Command references¶
dm-attach-file¶
dm-attach-file command attaches or removes files to/from the data sets (tags/schemas) and tables. Also, it shows a list of the files attached to the data sets/tables.
Usage: dm-attach-file [repo file] [target] [command]
Targets:
tag:[tag label]
schema:[schema name]
table:[table name]
Commands:
list
add [file]
rm [file]
Options:
--help Print this help.
repo file should be a file name of the repository.
target specifies the target data set or table with tag, schema or table with its name.
command specifies the action for the data set or table with list, add or rm with a file name.
dm-dump-xls¶
dm-dump-xls command dumps Excel sheets in the CSV format.
It takes a file name of the Excel book and a name of the sheet or an index of the sheet (1,2,3…) to be converted, and dumps the sheet to STDOUT in the CSV format.
Usage: dm-dump-xls <filename.xls> [<sheet name> | <sheet index>]
Options:
-e STRING Output encoding (default: utf-8)
--help Print this help.
-e specifies the encoding of the output CSV data.
dm-export-repo¶
dm-export-repo exports metadata, statistics and other supplimental data stored in the repository as a data catalog in specific format (c.f. HTML).
The repository data can be exported in the following forms.
- HTML files
- CSV files
- JSON files
Usage: dm-export-repo [options...] [repo file] [output directory]
Options:
--format <STRING> Output format. (html, json or csv)
--help Print this help.
Options for HTML format:
--tags <TAG>[,<TAG>] Tag names to be shown on the top page.

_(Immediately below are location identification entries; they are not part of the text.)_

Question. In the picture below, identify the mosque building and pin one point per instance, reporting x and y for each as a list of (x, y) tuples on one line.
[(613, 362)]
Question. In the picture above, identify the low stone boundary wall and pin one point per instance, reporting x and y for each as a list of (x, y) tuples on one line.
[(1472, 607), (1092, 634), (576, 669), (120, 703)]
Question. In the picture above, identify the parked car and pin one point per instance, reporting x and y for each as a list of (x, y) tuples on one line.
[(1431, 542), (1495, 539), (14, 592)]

--schemas <SCHEMA>[,<SCHEMA>] Schema names to be shown on the top page.
--template <STRING> Directory name for template files.
Options for CSV format:
--encoding <STRING> Character encoding for output files.
repo file should be a file name of the repository.

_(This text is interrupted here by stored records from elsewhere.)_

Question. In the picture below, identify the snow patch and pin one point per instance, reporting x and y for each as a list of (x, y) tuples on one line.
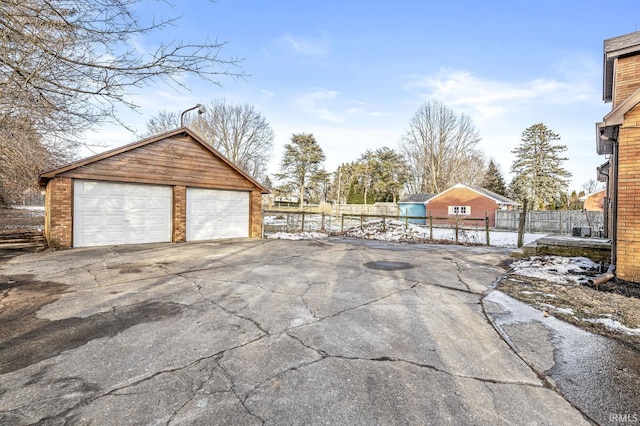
[(615, 326), (300, 236), (556, 269)]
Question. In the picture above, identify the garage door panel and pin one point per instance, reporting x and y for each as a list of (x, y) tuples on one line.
[(213, 214), (108, 213)]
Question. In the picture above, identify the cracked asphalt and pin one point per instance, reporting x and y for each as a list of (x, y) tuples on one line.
[(263, 332)]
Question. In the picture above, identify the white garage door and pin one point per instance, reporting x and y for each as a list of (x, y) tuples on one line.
[(108, 213), (213, 213)]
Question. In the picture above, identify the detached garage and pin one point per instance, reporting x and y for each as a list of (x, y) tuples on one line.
[(171, 187)]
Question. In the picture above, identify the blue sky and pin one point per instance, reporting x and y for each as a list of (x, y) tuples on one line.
[(353, 73)]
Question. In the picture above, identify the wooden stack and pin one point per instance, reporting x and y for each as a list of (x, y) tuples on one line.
[(30, 241)]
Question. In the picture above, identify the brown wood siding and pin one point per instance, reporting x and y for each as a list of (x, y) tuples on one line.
[(173, 161), (439, 207), (628, 225), (627, 78)]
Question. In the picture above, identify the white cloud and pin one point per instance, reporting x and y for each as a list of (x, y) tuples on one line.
[(484, 99), (311, 103), (308, 46)]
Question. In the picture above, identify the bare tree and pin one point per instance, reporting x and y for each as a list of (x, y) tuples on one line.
[(239, 132), (68, 65), (441, 149), (22, 157), (592, 186)]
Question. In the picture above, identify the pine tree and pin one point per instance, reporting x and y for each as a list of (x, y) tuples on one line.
[(493, 180), (540, 176), (301, 162)]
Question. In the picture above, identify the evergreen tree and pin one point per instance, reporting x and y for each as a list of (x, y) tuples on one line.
[(301, 162), (493, 180), (540, 177)]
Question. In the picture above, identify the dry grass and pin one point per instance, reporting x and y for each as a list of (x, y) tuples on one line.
[(617, 300)]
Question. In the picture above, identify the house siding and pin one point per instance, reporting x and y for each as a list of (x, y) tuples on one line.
[(177, 161), (480, 205), (628, 224), (627, 78)]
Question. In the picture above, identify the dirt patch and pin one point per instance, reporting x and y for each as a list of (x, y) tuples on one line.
[(592, 308)]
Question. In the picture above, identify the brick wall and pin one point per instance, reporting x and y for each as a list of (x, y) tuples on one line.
[(627, 78), (628, 229), (255, 213), (439, 207), (59, 212), (179, 234)]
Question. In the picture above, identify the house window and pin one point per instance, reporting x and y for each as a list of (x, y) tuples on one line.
[(460, 210)]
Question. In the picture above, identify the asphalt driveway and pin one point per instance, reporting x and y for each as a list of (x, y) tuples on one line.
[(262, 332)]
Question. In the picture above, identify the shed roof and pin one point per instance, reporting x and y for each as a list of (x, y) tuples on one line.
[(625, 45), (482, 191), (182, 131), (416, 198)]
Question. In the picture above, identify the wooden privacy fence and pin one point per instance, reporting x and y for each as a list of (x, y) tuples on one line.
[(552, 221), (301, 221)]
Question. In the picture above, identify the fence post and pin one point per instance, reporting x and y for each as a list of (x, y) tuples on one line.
[(570, 223), (560, 221), (456, 230), (430, 227), (523, 217), (486, 226)]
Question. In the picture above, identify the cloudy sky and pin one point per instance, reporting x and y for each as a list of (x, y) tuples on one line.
[(353, 73)]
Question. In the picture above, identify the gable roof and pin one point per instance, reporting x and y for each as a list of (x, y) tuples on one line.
[(416, 198), (181, 131), (499, 199), (624, 45), (616, 116)]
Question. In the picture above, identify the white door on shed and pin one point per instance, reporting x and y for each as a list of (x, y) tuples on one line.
[(111, 213), (215, 213)]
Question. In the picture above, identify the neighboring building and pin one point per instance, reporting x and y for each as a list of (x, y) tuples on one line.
[(594, 201), (467, 201), (618, 138), (413, 205), (173, 187)]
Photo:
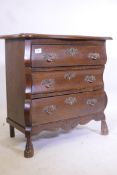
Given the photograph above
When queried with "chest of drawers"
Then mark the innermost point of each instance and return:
(54, 82)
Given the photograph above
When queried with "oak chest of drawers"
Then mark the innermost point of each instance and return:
(54, 82)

output directory should be a directory name for the output.
--format specifies the output format. By default, html.
--tags specifies the tag names which must be appeared on the home page of the data catalog. (by default, tag names will be sorted by the name)
--schemas specifies the schema names which must be appeared on the home page of the data catalog. (by default, schema names will be sorted by the name)

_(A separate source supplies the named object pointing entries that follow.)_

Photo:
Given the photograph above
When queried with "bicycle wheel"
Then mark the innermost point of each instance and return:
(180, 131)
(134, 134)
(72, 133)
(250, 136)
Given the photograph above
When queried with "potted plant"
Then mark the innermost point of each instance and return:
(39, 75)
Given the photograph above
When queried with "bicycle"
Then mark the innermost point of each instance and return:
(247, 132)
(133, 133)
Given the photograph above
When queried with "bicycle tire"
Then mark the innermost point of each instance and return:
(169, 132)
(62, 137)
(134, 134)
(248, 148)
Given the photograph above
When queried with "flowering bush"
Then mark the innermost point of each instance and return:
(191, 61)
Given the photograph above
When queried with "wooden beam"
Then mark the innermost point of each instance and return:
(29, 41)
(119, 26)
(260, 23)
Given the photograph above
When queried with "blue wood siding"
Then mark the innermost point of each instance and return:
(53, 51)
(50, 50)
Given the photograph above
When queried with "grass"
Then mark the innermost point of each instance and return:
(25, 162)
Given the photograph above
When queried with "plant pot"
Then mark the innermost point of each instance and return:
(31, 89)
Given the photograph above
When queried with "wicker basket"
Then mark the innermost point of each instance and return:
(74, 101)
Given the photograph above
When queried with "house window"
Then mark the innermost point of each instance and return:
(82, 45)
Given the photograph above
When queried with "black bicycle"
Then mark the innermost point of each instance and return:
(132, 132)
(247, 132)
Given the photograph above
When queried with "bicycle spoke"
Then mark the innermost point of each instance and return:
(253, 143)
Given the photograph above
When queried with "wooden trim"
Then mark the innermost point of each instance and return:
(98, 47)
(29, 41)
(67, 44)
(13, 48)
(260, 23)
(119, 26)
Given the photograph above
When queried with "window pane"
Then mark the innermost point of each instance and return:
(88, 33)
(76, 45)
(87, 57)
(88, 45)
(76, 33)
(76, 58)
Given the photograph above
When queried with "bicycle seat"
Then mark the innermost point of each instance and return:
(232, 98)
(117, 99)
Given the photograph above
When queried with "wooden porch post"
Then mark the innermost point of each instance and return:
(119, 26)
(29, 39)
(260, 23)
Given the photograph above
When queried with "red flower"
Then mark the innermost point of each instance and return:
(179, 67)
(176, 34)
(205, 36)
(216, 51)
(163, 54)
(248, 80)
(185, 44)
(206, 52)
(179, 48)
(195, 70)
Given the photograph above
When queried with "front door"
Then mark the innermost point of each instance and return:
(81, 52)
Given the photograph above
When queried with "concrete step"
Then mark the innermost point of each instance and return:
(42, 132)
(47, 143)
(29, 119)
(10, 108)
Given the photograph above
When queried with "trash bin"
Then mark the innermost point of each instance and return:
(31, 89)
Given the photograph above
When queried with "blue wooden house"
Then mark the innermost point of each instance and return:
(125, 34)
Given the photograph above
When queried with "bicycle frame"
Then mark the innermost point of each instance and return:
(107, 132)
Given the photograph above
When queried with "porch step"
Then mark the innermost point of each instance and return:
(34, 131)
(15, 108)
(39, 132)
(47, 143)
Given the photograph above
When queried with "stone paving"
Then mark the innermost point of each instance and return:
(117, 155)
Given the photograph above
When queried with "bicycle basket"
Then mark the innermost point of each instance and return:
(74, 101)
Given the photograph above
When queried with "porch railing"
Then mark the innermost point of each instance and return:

--templates specifies a directory name which contains the template files for generating html files for data catalog.
--encoding specifies character encoding for the output csv files. By default, utf-8.
dm-import-csv¶
dm-import-csv command imports supplimental metadata of the tables/columns and other additional information from csv files.
It can import following CSV files.
- Table Metadata CSV
- Column Metadata CSV
- Schema Comment CSV
- Tag Comment CSV
- Business Glossary CSV
- Data Validation Rule CSV
Usage: dm-import-csv [repo file] [csv file]
Options:
-E, --encoding=STRING Encoding of the CSV file (default: sjis)
--help Print this help.
repo file should be a file name of the repository.
-E, --encoding specifies the input encoding of the CSV files. By default, it is sjis.
See “CSV file format reference” for more information about each CSV format.
dm-import-datamapping¶
dm-import-datamapping command imports data mapping information to the repository from the CSV file.
Usage: dm-import-datamapping [repo file] [csv file]
Options:
-E, --encoding=STRING Encoding of the CSV file (default: sjis)
--help Print this help.
repo file should be a file name of the repository.
-E, --encoding specifies the input encoding of the CSV files. By default, it is sjis.
See “CSV file format reference” for more information about the CSV format.
dm-repo-cmd¶
dm-repo-cmd command allows you to manipulate table data in the repository directly.
Usage: dm-repo-cmd [options...] [repo file | connetion string] [cmd] [args...]
Commands:
init
ls
rm <db.schema.table>
Options:
--help Print this help.
init initializes the repository.
ls shows a list of table names (in db.schema.table form) in the repository.
rm removes table data in the repository by supplying table names (in db.schema.table form).
dm-run-profiler¶
dm-run-profiler command connects to the database, collects metadata and data profiles, and store those results in the repository. And validates the data with pre-defined validation rules.
Usage: dm-run-profiler [option...] [schema[.table]] ...
Options:
--dbtype=TYPE Database type
--host=STRING Host name
--port=INTEGER Port number
--dbname=STRING Database name
--tnsname=STRING TNS name (Oracle only)
--user=STRING User name
--pass=STRING User password
--credential=STRING Credential file name (BigQuery only)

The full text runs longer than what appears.